If the company starts charging a margin on its costs, there may be several issues. It will then amount to a business transaction, and therefore, one will get into an issue whether the business of providing office infrastructure amounts to a “business”, and hence, are there enabling powers in the Memorandum of Association? The transaction will be a related party transaction, and not being in the ordinary course of business, it may require approval under section 188 of the Companies Act, 2013, disclosing in the directors’ report, etc.
If it is not a pure reimbursement, it may also amount to a service, chargeable to service tax.
In any case, if the intent of the transaction is mere mutual facilitation, is it expected that the company enabling the sharing must make a margin? It is almost like saying, if I am going to buy coffee for myself, and looking at the queue at the coffee vendor, my friend asks to get one coffee for him as well, does the law expect I must expect a margin on the coffee I am getting for my friend?
The limits of lease rentals
Not only does the DIPP Circular expect arms length pricing of the facilitation, it also imposes a limit of 5% of total revenue on the facility provider. This stipulation will also result in multiple difficulties. First, there are several companies where the head lease is signed with one of the operationally-less-active companies. This may be an investment company in the group, or any other company, not engaged in the core operations. Therefore, the amount charged for the sharing may actually be in excess of 5% of the total revenues.
The facilitating company may not be the recipient of FDI directly – it may either be a subsidiary of a company having FDI, or the collective foreign holding in the company may be exceeding 50%.
Note, also, that the limit of 5% of revenues seems unreasonable, as it is unlikely that the charges for sharing of facilities bear any nexus with the revenues. Revenues may be volatile; it is not possible for the facilitating company to reduce what it is charging from the sharing companies, if the revenues have gone down in a particular year. Doing so will be counter-intuitive, particularly in a year when the revenues of the first company are anyway down.
The DIPP Circular will, in all likelihood, lead to major confusion. The foremost question is – does the Circular necessarily imply that all sharing of infrastructure has to be on arms-length pricing?

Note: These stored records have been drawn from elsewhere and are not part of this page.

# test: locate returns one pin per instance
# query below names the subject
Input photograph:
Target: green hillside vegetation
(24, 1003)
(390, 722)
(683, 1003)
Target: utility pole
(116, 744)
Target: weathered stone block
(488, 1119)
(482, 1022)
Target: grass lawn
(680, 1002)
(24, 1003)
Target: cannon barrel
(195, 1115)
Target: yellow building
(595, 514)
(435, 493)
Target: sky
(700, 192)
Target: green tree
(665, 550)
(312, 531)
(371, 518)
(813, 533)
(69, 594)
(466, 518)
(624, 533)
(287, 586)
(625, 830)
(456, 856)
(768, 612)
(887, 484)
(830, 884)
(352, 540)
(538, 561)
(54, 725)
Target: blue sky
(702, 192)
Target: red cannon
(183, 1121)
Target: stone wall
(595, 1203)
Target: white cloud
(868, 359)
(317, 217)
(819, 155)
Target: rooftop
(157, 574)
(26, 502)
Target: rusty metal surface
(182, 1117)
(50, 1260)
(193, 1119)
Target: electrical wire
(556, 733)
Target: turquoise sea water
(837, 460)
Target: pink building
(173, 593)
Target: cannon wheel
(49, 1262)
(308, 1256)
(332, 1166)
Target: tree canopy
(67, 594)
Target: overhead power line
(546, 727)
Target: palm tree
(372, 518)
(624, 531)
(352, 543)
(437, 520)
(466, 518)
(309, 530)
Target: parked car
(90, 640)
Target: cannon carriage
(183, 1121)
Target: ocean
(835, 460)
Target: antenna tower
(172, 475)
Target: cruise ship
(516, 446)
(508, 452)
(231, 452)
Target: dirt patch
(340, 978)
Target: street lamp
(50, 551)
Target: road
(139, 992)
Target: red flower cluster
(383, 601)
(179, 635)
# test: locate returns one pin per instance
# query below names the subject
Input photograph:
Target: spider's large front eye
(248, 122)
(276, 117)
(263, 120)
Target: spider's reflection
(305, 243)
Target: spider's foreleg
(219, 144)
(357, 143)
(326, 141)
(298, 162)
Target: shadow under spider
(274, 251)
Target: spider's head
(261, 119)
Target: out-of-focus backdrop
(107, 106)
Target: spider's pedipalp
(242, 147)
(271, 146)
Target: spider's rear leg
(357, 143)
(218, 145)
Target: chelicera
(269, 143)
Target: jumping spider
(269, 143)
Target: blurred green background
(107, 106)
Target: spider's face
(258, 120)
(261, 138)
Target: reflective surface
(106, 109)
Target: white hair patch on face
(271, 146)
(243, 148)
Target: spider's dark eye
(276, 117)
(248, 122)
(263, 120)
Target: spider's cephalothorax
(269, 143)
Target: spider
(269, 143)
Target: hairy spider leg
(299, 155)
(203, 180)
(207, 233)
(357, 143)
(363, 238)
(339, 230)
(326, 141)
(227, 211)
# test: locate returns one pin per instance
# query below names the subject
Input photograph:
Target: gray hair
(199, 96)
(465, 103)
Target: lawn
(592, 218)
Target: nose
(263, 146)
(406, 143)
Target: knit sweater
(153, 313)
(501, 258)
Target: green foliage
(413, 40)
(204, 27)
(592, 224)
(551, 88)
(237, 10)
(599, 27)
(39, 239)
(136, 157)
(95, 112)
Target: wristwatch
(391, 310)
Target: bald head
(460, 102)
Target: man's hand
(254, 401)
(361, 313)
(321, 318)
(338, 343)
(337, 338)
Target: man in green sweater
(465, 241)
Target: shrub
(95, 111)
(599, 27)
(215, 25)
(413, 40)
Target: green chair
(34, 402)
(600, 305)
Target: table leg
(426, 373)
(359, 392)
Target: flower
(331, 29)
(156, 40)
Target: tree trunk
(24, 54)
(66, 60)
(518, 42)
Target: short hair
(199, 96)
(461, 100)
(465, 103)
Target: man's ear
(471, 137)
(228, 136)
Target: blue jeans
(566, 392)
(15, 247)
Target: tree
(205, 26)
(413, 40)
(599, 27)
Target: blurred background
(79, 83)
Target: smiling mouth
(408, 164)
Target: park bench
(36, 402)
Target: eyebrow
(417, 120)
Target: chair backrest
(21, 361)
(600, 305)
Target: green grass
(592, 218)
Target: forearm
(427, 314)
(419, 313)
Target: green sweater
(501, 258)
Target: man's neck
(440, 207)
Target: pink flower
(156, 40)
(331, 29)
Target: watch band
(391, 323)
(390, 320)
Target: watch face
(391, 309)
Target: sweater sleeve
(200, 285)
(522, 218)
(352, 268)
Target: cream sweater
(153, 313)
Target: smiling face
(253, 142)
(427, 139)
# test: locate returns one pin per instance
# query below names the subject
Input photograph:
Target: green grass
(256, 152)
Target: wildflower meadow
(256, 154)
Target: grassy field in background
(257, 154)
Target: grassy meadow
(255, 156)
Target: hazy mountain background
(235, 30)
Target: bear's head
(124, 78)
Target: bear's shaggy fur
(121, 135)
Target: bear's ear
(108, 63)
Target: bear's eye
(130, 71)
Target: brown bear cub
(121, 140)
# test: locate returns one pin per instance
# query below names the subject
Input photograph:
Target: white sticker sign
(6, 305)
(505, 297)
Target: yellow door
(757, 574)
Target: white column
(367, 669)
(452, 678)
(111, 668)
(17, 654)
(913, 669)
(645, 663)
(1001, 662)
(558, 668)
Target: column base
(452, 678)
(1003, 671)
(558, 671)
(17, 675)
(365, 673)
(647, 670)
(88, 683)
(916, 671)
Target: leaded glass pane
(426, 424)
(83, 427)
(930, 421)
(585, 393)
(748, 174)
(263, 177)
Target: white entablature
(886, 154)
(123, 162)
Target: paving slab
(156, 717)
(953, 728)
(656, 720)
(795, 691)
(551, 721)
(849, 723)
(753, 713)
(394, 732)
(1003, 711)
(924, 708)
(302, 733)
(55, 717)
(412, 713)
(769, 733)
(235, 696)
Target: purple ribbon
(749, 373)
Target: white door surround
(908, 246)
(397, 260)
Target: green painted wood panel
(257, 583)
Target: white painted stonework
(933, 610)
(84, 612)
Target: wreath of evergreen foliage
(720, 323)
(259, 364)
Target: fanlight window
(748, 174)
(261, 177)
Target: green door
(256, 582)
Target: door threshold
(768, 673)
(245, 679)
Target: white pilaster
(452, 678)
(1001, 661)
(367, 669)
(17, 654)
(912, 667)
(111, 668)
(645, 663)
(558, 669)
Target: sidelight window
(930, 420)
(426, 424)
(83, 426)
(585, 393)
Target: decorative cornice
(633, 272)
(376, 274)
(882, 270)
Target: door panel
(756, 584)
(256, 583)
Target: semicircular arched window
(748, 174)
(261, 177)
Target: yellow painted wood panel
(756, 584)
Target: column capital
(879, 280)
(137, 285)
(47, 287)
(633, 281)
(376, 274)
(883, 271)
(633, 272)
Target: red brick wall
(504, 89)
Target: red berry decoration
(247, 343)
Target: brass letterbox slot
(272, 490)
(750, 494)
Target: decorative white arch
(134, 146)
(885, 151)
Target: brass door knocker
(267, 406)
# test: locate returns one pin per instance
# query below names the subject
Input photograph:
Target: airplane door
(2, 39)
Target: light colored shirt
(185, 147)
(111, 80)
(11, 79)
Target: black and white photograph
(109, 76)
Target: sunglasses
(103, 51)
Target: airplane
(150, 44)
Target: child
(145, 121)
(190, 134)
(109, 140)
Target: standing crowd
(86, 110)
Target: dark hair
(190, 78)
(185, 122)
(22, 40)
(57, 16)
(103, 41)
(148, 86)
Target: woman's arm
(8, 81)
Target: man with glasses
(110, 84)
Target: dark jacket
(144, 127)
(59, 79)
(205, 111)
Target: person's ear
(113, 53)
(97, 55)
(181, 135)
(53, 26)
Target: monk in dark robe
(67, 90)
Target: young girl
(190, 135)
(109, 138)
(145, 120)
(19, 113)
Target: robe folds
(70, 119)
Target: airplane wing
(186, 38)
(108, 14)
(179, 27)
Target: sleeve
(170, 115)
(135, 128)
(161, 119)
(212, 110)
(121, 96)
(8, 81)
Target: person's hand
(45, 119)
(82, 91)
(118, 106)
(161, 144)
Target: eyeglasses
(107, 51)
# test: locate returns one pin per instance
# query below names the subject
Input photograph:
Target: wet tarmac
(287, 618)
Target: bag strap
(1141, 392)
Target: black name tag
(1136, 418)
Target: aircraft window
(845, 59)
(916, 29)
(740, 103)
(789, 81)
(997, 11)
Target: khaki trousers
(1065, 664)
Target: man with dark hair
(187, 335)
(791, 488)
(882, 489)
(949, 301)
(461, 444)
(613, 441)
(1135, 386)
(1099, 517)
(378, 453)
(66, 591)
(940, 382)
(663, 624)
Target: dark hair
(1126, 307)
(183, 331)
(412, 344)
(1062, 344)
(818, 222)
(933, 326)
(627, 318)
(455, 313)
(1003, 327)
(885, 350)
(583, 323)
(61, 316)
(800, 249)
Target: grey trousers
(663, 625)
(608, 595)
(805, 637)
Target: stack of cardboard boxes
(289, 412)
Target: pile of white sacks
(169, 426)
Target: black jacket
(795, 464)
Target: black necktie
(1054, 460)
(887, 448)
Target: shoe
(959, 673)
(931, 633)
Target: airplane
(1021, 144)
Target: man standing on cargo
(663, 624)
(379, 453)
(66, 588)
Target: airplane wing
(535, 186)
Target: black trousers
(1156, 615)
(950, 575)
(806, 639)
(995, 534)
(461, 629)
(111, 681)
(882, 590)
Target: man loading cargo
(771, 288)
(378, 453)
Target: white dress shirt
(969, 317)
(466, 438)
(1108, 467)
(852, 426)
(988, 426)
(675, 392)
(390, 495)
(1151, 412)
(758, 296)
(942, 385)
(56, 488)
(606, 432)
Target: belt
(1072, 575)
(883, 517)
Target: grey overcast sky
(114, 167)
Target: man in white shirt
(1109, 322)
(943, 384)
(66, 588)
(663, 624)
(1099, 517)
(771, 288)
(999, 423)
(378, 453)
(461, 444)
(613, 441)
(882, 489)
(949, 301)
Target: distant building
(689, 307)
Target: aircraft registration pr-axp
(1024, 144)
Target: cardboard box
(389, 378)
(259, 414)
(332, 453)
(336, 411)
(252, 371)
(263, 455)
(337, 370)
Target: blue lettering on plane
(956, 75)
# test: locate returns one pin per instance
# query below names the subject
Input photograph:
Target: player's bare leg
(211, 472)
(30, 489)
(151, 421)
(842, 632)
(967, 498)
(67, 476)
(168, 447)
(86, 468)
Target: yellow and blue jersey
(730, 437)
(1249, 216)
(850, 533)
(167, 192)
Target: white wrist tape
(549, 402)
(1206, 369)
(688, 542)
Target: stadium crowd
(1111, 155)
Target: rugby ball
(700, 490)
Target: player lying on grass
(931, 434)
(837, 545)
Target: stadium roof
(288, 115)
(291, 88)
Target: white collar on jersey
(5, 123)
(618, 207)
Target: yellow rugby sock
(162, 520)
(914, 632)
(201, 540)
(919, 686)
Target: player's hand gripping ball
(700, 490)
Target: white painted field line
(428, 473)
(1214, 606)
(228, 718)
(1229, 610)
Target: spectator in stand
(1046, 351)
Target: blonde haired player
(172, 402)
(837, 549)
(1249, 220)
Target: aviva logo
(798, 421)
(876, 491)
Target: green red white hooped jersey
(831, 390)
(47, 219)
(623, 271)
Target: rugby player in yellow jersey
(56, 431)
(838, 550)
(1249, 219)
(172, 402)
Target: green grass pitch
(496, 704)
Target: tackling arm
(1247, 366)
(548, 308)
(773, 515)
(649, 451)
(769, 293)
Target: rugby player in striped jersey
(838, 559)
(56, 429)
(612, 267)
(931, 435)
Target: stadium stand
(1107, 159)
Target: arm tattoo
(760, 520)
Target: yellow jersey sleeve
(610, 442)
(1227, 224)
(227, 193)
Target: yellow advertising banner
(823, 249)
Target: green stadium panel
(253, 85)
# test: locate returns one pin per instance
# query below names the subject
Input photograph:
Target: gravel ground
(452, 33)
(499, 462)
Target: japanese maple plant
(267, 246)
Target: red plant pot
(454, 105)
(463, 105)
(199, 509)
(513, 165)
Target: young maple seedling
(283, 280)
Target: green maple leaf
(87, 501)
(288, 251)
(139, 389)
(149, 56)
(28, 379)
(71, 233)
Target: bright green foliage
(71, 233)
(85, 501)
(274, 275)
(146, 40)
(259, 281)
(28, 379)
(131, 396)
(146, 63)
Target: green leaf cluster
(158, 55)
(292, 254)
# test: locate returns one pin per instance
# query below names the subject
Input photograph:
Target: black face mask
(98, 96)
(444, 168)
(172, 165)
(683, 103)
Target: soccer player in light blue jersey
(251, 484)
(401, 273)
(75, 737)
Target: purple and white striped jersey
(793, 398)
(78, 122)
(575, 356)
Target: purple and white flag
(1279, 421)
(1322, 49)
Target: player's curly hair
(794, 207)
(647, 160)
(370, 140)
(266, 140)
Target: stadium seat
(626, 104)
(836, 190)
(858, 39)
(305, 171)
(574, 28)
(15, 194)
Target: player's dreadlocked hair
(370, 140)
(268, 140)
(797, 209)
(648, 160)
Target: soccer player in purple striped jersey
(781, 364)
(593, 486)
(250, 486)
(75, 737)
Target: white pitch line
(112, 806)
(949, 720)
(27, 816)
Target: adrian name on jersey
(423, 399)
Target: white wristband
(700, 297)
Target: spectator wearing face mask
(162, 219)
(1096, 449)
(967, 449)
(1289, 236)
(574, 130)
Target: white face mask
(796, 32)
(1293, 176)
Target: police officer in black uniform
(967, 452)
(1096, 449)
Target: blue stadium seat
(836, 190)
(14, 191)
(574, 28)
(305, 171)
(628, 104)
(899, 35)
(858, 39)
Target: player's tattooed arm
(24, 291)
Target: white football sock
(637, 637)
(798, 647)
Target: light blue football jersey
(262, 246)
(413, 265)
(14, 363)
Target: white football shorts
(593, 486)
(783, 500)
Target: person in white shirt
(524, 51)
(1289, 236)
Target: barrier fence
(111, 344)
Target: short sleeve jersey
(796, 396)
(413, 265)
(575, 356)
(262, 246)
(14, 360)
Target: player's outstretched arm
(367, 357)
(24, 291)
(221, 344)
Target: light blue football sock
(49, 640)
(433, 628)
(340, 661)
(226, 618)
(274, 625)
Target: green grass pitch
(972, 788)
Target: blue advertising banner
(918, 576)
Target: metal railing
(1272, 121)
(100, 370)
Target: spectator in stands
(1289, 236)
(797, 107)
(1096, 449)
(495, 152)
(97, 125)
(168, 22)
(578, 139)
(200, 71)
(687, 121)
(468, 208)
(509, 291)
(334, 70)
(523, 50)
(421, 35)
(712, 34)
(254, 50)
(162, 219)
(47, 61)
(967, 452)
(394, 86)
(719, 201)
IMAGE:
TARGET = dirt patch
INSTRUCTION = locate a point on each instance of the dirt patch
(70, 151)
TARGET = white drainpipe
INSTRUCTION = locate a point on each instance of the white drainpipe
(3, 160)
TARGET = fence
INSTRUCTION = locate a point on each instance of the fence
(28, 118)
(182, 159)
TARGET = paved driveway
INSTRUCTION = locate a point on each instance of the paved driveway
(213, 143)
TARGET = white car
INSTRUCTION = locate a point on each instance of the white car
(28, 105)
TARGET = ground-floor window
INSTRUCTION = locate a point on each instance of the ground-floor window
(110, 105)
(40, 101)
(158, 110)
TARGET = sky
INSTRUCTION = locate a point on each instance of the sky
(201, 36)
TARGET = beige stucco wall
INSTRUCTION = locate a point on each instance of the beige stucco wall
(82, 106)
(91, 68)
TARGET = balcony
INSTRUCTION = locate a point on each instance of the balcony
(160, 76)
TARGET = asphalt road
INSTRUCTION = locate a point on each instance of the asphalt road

For domestic transactions, arms length pricing as per income tax law is applicable on a very limited number of transactions, enumerated in section 92BA of the Income Tax Act.
If arm’s length pricing is not applicable, and the company is simply sharing the infrastructure on actual reimbursement basis (based on an estimated proportion utilised by the sharing company), does that mean there is any violation of the terms of FDI?
It needs to be noted that the DIPP circular does not, by itself, impose a condition that the sharing of infrastructure has to be on arms length basis. The circular is in context of the definition of “real estate business”. Sharing of infrastructure is, by no means, a business activity, and hence, cannot be any business at all, not to speak of “real estate business”.
However, if the entity is at all engaged on sub-leasing of space, then there is a question of limitation of the lease rentals, and arms length pricing.
There are thousands of companies with FDI in business in India, and the Prime Minister’s lofty targets of “Make in India” and “Ease of Doing Business” in India may envisage substantial further foreign investment into India.
Not only companies with FDI, there are lots of our home grown, fully Indian companies, which are regarded as “foreign owned or controlled companies” by virtue of a regulatory definition of “indirect foreign investment”.
The present Circular will cause existing infrastructure sharing arrangements of most of such companies to be reexamined. We are of the view that the Circular creates more issues than it resolves.